“In May, there were about ten bombardments. At night, people take refuge again in shelters. It’s the month of insomnia”

Paris, May 24

Dear All,

I am writing this letter to you after my return from Ukraine. Reunion at Kyiv station [Kiev, en ukrainien] with Sasha, her birthday party, the family meals, all of this already seems so distant to me, almost dreamlike. Since early May, rachists [contraction de « russes » et de « fascistes »] don’t stop firing: missiles and drones fly in the Ukrainian sky every two days. The anti-aircraft defense works miracles: it manages to neutralize almost all of them! I keep a very precise memory of the moments of attack, prostrate in the sofa bed of my sister. I can only say one thing: it’s absolutely scary.
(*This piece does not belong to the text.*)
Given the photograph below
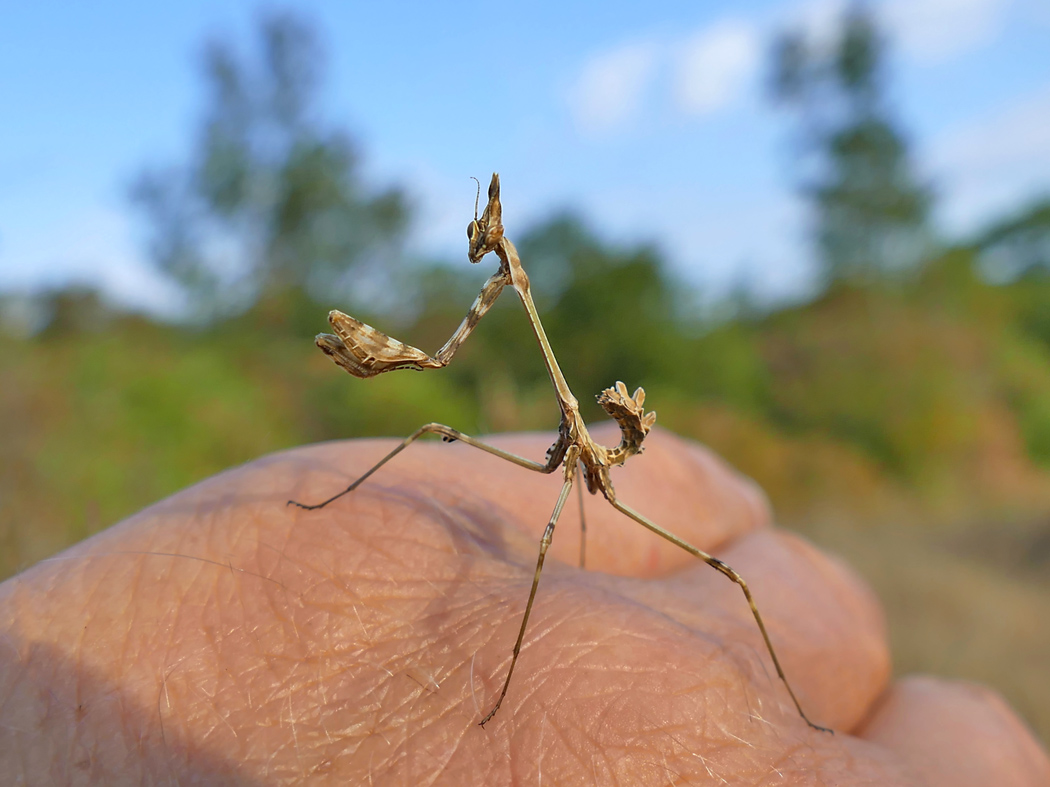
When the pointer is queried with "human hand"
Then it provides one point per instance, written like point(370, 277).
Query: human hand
point(222, 637)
One day when I was accompanying my grandmother Raïssa to the supermarket and it took us a long time to get out – she is 86 and walks very slowly – the siren started to sound and, inside me , I felt a huge sense of injustice. What have we done to make them want to eliminate a whole people? We returned to his apartment with heavy hearts. While Kyiv was so spring-like, with chestnut blossoms and lilacs everywhere. As if the city and nature were telling us: “Come on, courage, life always wins. »

In the streets, I heard many people talking in Russian. I can understand (but not accept) that some Russian-speaking Ukrainians don’t have the time, or the strength, to switch languages. But for me it is unacceptable to speak Russian at the moment. The Russian language was, for Putin [Olga et Sasha ont choisi de ne pas mettre de majuscule à « poutine », « russe » et « russie »]the first reason for the invasion of Crimea and Donbass, in 2014.

Read also: War in Ukraine: new explosions in kyiv; Ukrainian drones shot down near Russian city of Kursk

In this regard, during my trip, I had an exchange with my father which disturbed me: we were at his house, we were watching a program in which an extract from the speech of a Russian propagandist was broadcast. My father said to me: “Olga, do you hear how their Russian and ours are different? » It struck me, as if I suddenly understood something without really knowing what. In addition to our Ukrainian, there would be a Russian to us and another to them? Would the language I spoke since childhood still belong to me, since it is different from the one spoken in Russia? Since then, I have thought about it a lot. I believe that we must remember our history which binds us to them. To deny the fact that Russian is spoken in certain towns in Ukraine would amount to erasing those years when my country lived under the Russian yoke. Today, I understood that if we can share a language, that does not make us the same people.